O Moltbot, ferramenta de inteligência artificial desenvolvida por Peter Steinberger e anteriormente batizada de Clawdbot, ganhou destaque em janeiro de 2026 ao permitir que usuários controlem aplicativos e organizem rotinas diretamente em seus computadores. Diferente de assistentes que atuam apenas por meio de diálogos, o agente executa comandos como agendar compromissos, enviar e-mails e preencher formulários em plataformas comuns.

Após sua divulgação nas redes sociais, o software impulsionou a alta das ações da empresa de infraestrutura Cloudflare.
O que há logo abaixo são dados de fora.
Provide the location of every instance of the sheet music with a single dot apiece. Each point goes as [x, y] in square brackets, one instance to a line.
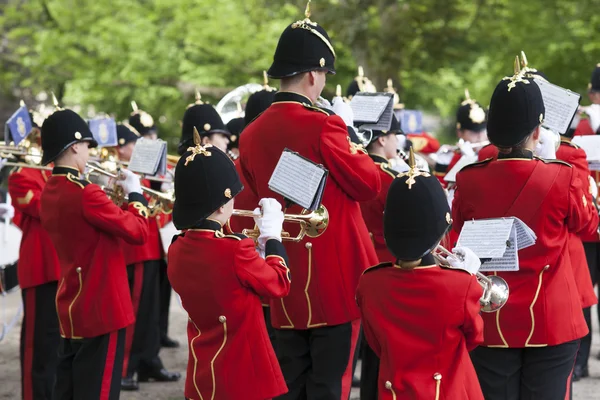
[486, 237]
[369, 107]
[591, 145]
[148, 156]
[297, 179]
[561, 105]
[463, 162]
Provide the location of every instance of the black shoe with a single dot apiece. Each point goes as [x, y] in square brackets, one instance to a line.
[129, 383]
[579, 372]
[160, 375]
[168, 342]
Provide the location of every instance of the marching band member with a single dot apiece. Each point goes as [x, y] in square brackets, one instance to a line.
[38, 272]
[142, 339]
[209, 124]
[317, 325]
[529, 345]
[220, 279]
[93, 301]
[421, 357]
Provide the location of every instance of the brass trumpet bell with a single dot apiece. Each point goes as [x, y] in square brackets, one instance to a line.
[312, 224]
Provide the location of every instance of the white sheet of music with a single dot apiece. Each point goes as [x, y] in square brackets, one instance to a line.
[463, 162]
[297, 179]
[561, 105]
[591, 145]
[486, 237]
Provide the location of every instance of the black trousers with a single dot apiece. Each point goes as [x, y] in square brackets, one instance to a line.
[317, 363]
[40, 337]
[143, 337]
[592, 255]
[90, 368]
[534, 373]
[369, 372]
[165, 298]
No entanto, o crescimento rápido também trouxe desafios: a Anthropic, criadora do Claude, questionou judicialmente o nome Clawdbot, o que levou à adoção da marca Moltbot, e especialistas em segurança alertaram para os riscos de autonomia elevada concedida ao agente.

Moltbot roda localmente e oferece múltiplas opções de IA

Ao contrário de soluções baseadas inteiramente na nuvem, o Moltbot opera como um agente autônomo instalado no computador do usuário. Ele pode ser configurado para usar “cérebros” de inteligência artificial de diferentes fornecedores, como OpenAI ou Google, e conta com recursos para:

  • marcar eventos no calendário;
  • enviar mensagens por e-mail;
  • preencher formulários online;
  • realizar check-in em voos;
  • gerar áudios diários com resumos de apps de saúde e produtividade.
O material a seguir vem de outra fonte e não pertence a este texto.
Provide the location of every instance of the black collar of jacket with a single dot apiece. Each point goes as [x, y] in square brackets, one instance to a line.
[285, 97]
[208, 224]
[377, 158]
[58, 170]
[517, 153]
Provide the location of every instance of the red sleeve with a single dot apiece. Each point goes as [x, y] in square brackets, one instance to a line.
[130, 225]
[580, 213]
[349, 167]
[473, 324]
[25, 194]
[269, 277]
No entanto, por conceder ao agente permissão para executar comandos e acessar arquivos do sistema, o Moltbot abre brechas para ataques cibernéticos. Rachel Tobac, CEO da SocialProof Security, afirmou ao The Verge que, por meio de técnicas de injeção de prompt, um invasor poderia enviar um conteúdo malicioso que “enganasse” o robô, levando ao sequestro do computador da vítima. Esse tipo de falha é reconhecido como um dos principais desafios de segurança em projetos de IA.
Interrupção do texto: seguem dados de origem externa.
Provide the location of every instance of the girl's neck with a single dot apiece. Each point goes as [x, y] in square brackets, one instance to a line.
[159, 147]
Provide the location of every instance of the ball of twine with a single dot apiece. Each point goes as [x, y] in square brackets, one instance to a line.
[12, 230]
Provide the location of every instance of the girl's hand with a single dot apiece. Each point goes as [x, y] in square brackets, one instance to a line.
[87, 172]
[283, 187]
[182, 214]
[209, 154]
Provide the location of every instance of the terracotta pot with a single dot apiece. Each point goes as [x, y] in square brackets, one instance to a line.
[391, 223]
Para reduzir riscos, especialistas recomendam que apenas usuários com elevado conhecimento técnico instalem o Moltbot, evitando máquinas que armazenem senhas ou dados bancários. A recomendação é executar o agente em servidores isolados ou em computadores secundários, de modo a proteger chaves de acesso e dados sensíveis. Um dos desenvolvedores reforça que é fundamental ler atentamente os manuais de segurança antes de conectar o robô à rede.

Imagem: Divulgação

O agente segue sendo testado por heavy users que exploram sua capacidade de automação local, mas a comunidade de segurança segue em alerta para possíveis vulnerabilidades que possam surgir com a maior adoção da ferramenta.